The problem is that there are so many other possible attack vectors. Here’s one: spammers don’t have to target Hotmail users via a phishing scam. Notice that not only Hotmail users surrendered their credentials, so did Yahoo and Google users. You don’t have to fall victim to a phishing scam. A hacker would have a difficult time hacking Yahoo, Google and Microsoft directly, but what if they attacked an online discussion forum? Or a blogging service? Many websites around the internet allow you to login to their websites using your email address as the username. How many people use their email address… and also use the same password? If a hacker were to break into an online forum, one with much less security, they could count on the fact that users tend to reuse usernames and passwords. Hackers get to take advantages of statistics - given enough people, some of them will be hits (i.e., same username/password combination).

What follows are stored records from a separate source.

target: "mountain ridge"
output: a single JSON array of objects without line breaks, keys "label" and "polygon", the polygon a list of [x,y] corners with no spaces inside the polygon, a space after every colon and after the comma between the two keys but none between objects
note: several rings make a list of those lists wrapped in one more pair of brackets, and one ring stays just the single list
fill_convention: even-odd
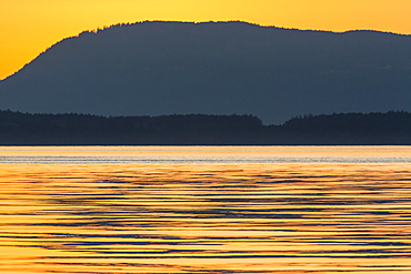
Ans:
[{"label": "mountain ridge", "polygon": [[118,24],[67,38],[2,80],[0,108],[252,113],[268,123],[301,113],[409,110],[410,41],[238,21]]}]

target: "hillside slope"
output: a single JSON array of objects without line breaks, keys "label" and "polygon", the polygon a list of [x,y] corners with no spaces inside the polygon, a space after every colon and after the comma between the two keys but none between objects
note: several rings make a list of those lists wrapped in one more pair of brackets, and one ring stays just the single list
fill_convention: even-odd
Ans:
[{"label": "hillside slope", "polygon": [[0,109],[102,115],[411,110],[411,37],[142,22],[66,39],[0,82]]}]

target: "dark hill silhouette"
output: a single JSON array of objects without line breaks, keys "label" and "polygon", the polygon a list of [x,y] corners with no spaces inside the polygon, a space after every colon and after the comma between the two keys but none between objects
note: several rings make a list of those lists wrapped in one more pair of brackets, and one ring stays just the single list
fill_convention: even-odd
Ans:
[{"label": "dark hill silhouette", "polygon": [[252,115],[98,116],[0,111],[0,145],[411,144],[411,113],[347,113],[263,125]]},{"label": "dark hill silhouette", "polygon": [[0,109],[101,115],[411,110],[411,37],[244,22],[142,22],[54,44],[0,82]]}]

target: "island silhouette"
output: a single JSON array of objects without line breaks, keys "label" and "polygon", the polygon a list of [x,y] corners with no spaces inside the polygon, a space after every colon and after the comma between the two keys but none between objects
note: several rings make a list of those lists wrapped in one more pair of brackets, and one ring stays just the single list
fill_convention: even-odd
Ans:
[{"label": "island silhouette", "polygon": [[0,111],[0,145],[411,144],[411,113],[101,116]]},{"label": "island silhouette", "polygon": [[378,31],[118,24],[64,39],[0,81],[0,109],[104,116],[237,113],[265,124],[304,113],[411,111],[410,49],[410,35]]}]

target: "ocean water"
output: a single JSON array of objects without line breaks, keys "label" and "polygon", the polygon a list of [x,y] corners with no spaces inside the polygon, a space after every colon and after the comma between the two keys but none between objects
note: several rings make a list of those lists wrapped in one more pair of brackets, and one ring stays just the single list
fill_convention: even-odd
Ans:
[{"label": "ocean water", "polygon": [[411,146],[2,146],[0,273],[411,273]]}]

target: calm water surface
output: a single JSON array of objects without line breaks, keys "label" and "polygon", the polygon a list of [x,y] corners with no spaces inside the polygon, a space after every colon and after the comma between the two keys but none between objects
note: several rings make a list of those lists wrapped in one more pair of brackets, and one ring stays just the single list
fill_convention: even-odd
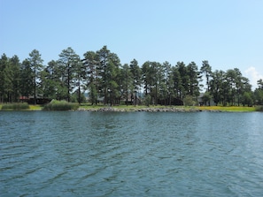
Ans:
[{"label": "calm water surface", "polygon": [[1,196],[262,196],[263,113],[0,111]]}]

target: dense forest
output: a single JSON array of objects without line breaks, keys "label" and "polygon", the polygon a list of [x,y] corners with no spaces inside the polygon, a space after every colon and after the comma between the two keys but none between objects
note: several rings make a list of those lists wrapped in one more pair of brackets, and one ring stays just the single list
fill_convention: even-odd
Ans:
[{"label": "dense forest", "polygon": [[[238,68],[213,72],[207,60],[200,68],[195,62],[172,65],[169,62],[147,61],[139,65],[133,59],[121,64],[118,55],[104,46],[97,51],[87,51],[82,57],[67,48],[58,60],[47,65],[43,63],[36,49],[22,62],[18,56],[3,54],[0,102],[22,102],[31,96],[35,104],[41,95],[48,100],[81,103],[86,102],[86,92],[91,104],[263,104],[262,79],[252,91]],[[200,102],[201,91],[205,94]]]}]

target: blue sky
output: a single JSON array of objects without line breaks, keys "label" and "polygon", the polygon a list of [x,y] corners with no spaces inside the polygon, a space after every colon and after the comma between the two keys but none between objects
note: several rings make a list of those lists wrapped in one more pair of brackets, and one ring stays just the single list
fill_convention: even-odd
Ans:
[{"label": "blue sky", "polygon": [[0,54],[44,63],[104,45],[121,64],[191,61],[263,79],[262,0],[0,0]]}]

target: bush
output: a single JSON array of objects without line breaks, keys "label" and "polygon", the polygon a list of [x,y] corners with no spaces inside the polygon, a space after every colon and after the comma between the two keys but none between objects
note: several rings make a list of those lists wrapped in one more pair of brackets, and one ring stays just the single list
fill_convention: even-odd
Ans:
[{"label": "bush", "polygon": [[256,107],[256,111],[263,111],[263,105]]},{"label": "bush", "polygon": [[3,104],[1,110],[29,110],[29,105],[27,102]]},{"label": "bush", "polygon": [[193,106],[195,102],[193,101],[193,97],[191,95],[186,95],[183,99],[184,106]]},{"label": "bush", "polygon": [[43,110],[75,110],[79,108],[78,103],[67,102],[66,101],[52,100],[44,105]]}]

BBC News confirmed that the accounts are genuine and predominantly originate in Europe, so I’m willing to bet that some discussion forum in Europe had its users usernames and passwords stored in clear-text and were broken into, and information stolen. They then went and verified which ones unlocked the users’ accounts and discarded the rest. They then posted them online for all to see.

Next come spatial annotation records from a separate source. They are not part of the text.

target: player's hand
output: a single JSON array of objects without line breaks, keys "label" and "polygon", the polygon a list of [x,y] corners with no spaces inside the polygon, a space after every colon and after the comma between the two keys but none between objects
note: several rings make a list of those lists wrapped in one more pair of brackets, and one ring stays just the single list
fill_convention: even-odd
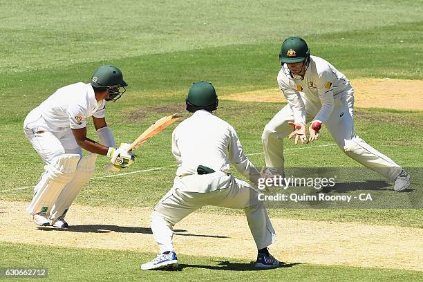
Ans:
[{"label": "player's hand", "polygon": [[310,127],[308,128],[308,132],[310,132],[310,138],[308,139],[308,142],[314,141],[317,140],[319,137],[319,131],[321,127],[321,122],[319,121],[316,121],[310,124]]},{"label": "player's hand", "polygon": [[116,168],[122,169],[129,166],[135,160],[135,154],[128,151],[131,144],[122,143],[119,148],[115,149],[110,156],[111,163]]},{"label": "player's hand", "polygon": [[288,122],[288,124],[292,126],[294,131],[288,136],[289,139],[295,136],[295,144],[298,144],[298,140],[301,141],[301,144],[307,143],[307,135],[306,133],[306,125],[302,123],[295,124]]}]

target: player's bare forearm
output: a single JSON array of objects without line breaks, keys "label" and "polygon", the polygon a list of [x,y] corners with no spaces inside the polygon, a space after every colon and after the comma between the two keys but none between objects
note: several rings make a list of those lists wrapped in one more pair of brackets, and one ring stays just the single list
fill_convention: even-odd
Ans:
[{"label": "player's bare forearm", "polygon": [[107,156],[109,147],[86,137],[86,128],[72,129],[72,133],[79,146],[91,153]]}]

But that’s not the only possibility. According to the Microsoft Security and Intelligence Report, the rates of piracy in eastern Europe are higher than western Europe and the United States. So, if BBC News confirmed that the accounts are predominantly in eastern Europe, what if the following occurred:

Some users, running older copies of Windows XP were downloading music and happened to download rogue software. These users don’t always keep their systems up-to-date, so the rogue software sat around on their computer for a while. It is designed to capture login information to major web portals, so when these users then check their web mail, it is captured by the virus and relayed back to the command center.

I admit that scenario is much more far-fetched and less likely than the other two. But the point is that the attack vector for how this could have occurred is very wide and tracking it down to its source is quite difficult, indeed.